In this paper we introduce three pairs in ‘local entropy theory’. For a dynamical system (X, f), a pair is called an IN-pair (reps. an IT-pair) if for any neighborhoods U ₁ and U ₂ of x and y respectively, has arbitrarily large finite independence sets (reps. has an infinite independence set) where is called an independence set of if for any non-empty finite subset J of I and S ∈ {1, 2, …, k} ^J , ⋂ _i∈J f ⁻ⁱ A _S(i) ≠ ∅. For a circle map or interval map (M, f), a pair ⟨x, y⟩ ∈ M M with x ≠ y is called non-separable if there exists z ∈ M such that x, y ∈ ω(z, f) and ⟨x, y⟩ can not be separated. For a circle map with zero topological entropy, we show that a non-diagonal pair is non-separable if and only if it is an IN-pair if and only if it is an IT-pair. We introduce the maximal pattern entropy and recall that a null system is a system with zero maximal pattern entropy. We also show that if a circle map is topological null then the maximal pattern entropy of every open cover is of polynomial order.

在本文中，我们介绍了“局部熵理论”中的三对。

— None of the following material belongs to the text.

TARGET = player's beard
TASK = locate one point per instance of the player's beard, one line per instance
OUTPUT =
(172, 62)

对于动力系统（X，˚F），一对被称为IN -pair（代表。一个IT -pair）如果由于任何邻域ù ₁和ü ₂的X和ÿ分别具有任意大的有限独立集（代表。具有无限的独立集合），其中被称为独立组，如果对于任何非空有限子集Ĵ的我和小号∈{1，2，...，ķ } ^Ĵ，⋂_{我 ∈ J} f ^{− i} A _{S ( i )} ≠ ∅。对于圆图或区间图 ( M , f )，如果存在z ∈ M使得x , y ∈ ω ( z , f )有x ≠ y 的一对 ⟨ x , y ⟩ ∈ M M称为不可分和 ⟨ x , y ⟩ 不能分开。对于圆形地图 在拓扑熵为零的情况下，我们证明了一个非对角对是不可分的当且仅当它是一个IN对当且仅当它是一个IT对。我们介绍了最大模式熵，并记得零系统是一个最大模式熵为零的系统。我们还表明，如果圆图是拓扑空的，那么每个开盖的最大模式熵是多项式的。